Dispatchers seek recognition as emergency workers

Keith Bryant/The Weekly Vista Dispatch trainee Diamond Neill, left, works with dispatcher Alisha Larson in the Bella Vista Police Department’s dispatch office.
Keith Bryant/The Weekly Vista Dispatch trainee Diamond Neill, left, works with dispatcher Alisha Larson in the Bella Vista Police Department’s dispatch office.

A phone call can come at any time and interrupt what might have been a pleasant conversation in the Bella Vista Police Department's dispatch office -- and there's no telling what is going on on the other end of the line.

A recent social media movement, under the hashtag "Iam911," has built a nationwide discussion around the fact that emergency dispatchers are considered clerical workers rather than emergency workers.

"Our 911 dispatchers are as important as anyone else that works in emergency services," said Ken Farmer, Bella Vista's chief of police. "They have a thankless job, a stressful job, and I think they deserve to be recognized."

Because of the current classification of their work, dispatchers are not eligible for the same benefits and holidays as other emergency workers, despite being a part of the emergency services.

"People think we're glorified secretaries," said Diamond Neill, a dispatch trainee. "You're not training to wait tables or run a cash register. You're training to save lives, to keep people alive."

Alisha Larson is a dispatcher for the Bella Vista Police Department who is helping to train Neill.

She's been a dispatcher for eight-and-a-half years, she said, and all of those have been in Bella Vista.

Because Bella Vista is not the primary public safety answering point for 911 -- or PSAP -- 911 calls they receive first go through Benton County's emergency services and are then forwarded to Bella Vista if the emergency is there.

"I get the caller," Larson said, "and then they tell me what's going on and I have to very quickly decide what the problem is and who needs to help them."

Larson is responsible for deciding what agency responds -- be it the Fire Department, the Police Department or the Street Department -- and how many units should be sent. Once she's determined the course of action, she has to put the caller on hold and relay this to the proper people -- while making sure that caller knows she's coming back. All in about 90 seconds.

And it isn't over when she's gotten that information to the right service, particularly in the case of a medical call. She switches back to the caller and provides pre-arrival instructions for them, while trying to gather more info to help the emergency workers going to help them -- including the exact situation, the patient's age and gender and what's going on with them.

Until the emergency crews arrive, she said, she's moving back and forth, feeding information to the workers and guiding the caller through what they need to do -- in some cases even talking the caller through performing CPR.
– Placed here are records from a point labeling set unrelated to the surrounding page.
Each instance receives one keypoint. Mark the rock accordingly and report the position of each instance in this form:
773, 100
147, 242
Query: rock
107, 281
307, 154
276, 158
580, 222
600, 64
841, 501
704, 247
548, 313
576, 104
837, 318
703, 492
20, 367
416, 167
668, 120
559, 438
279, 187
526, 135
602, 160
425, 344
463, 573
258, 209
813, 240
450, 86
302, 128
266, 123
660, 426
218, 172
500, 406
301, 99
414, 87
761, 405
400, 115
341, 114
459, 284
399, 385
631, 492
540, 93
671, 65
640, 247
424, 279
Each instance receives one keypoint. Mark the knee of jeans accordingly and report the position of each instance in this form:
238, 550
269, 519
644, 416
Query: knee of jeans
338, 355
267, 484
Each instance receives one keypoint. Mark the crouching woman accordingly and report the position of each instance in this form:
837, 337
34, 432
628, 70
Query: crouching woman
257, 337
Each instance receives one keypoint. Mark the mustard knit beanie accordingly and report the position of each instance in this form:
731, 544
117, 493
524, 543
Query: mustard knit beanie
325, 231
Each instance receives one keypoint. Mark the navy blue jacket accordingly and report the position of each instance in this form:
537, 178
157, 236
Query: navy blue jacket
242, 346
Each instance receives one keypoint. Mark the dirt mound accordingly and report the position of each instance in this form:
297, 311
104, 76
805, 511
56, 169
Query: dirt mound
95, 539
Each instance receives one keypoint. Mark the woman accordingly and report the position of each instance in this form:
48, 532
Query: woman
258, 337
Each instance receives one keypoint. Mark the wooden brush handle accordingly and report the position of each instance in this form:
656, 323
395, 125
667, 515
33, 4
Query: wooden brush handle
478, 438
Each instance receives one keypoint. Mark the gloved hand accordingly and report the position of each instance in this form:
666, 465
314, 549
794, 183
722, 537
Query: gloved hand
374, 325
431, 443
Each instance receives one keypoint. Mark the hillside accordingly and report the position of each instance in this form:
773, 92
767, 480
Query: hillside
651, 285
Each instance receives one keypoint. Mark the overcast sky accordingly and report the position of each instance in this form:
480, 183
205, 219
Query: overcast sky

"The emergency personnel show up on scene and you have to hang up and take the next one," she said. "You don't know what happens."

The job can become extremely frustrating, she said, because she isn't actually on the ground, and callers may not follow directions as well as they need to.

In one case, she said, a caller refused to perform CPR because he believed it was too hot to remove his wife from the air-conditioned car, and he thought that would pose a greater danger to her than a lack of blood flow.

Dispatch, Larson said, is like any other emergency service in that it becomes impossible for anyone to remain naive once they've dealt with some of the worst things going on in their community.

"You are not safe anymore," Neill added. "Your bubble pops."

Larson said she's also found herself more worried about her kids and less trusting of strangers.

It's a stressful career, Larson said, but the work is rewarding. While she does have to juggle enough information to necessitate half a dozen different screens connected to multiple computer systems while serving as a liaison between emergency personnel and the people who need their help and making consistently-correct decisions in a hurry and with little to no warning -- she can often go home knowing she's done something good.

In one case, she said, she helped a mother with her son's seizure, then heard the woman hyperventilating. She was able to calm the mother down and keep her from fainting -- which in turn meant that the EMS team only had one patient when they arrived.

"I really wish they would change the way we're labeled," she said. "We don't get the same benefits as police and fire. We don't get pensions or the same days off."

Eight years, Larson said, is a long time to work in dispatch -- many workers burn out after only a few years. But that's not something she has any intention of doing.

"This is my career," she said. "This is what I will do until I retire. I couldn't imagine doing anything else."